The federal police questioned Peralta at the airport after finding the material with Nazi symbols in his luggage.

The woman assured the agents that she has these objects because she is studying history and is interested in the Nazi era.

The German weekly is struck by the fact that Peralta usually "does the Hitler salute in public" and assures that since the video of her was released, she has become "an icon of the far-right scene throughout Europe."

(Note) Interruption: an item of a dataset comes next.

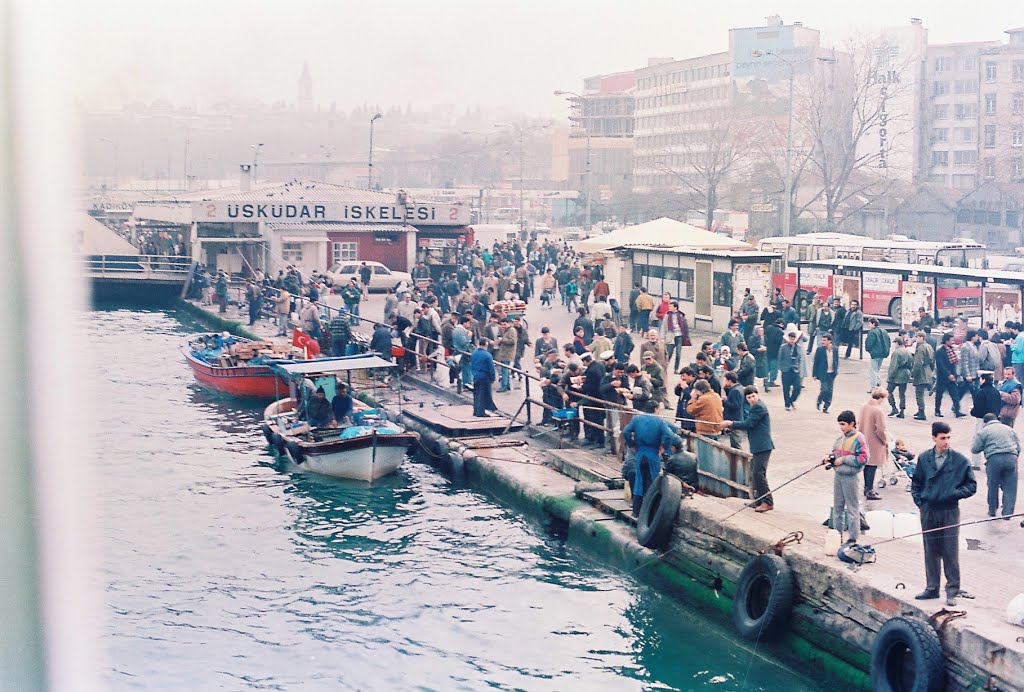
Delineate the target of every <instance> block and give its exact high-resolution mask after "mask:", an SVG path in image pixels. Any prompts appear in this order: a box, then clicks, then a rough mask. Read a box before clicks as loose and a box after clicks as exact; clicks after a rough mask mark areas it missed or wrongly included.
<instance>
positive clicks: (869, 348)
mask: <svg viewBox="0 0 1024 692" xmlns="http://www.w3.org/2000/svg"><path fill="white" fill-rule="evenodd" d="M867 322H868V323H869V325H870V326H871V330H870V331H869V332H868V333H867V336H866V337H864V348H865V349H866V350H867V354H868V355H870V356H871V364H870V371H869V372H870V376H869V382H868V389H874V388H876V387H881V386H882V361H883V360H885V359H886V357H887V356H888V355H889V346H890V344H891V341H890V339H889V334H888V333H887V332H886V331H885V330H884V329H882V328H881V327H879V320H878V318H877V317H868V319H867Z"/></svg>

Nazi symbols are prohibited in Germany.

Links with members of the German far right date back to at least the fall of 2021, the weekly reports, citing a trip to Germany where she was received by a group called III Wegs.

This organization is under surveillance by the Office for the Protection of the Constitution, the German internal secret services, which clearly considers it a right-wing extremist and has documented that it demonstrates against immigration and coronavirus restrictions.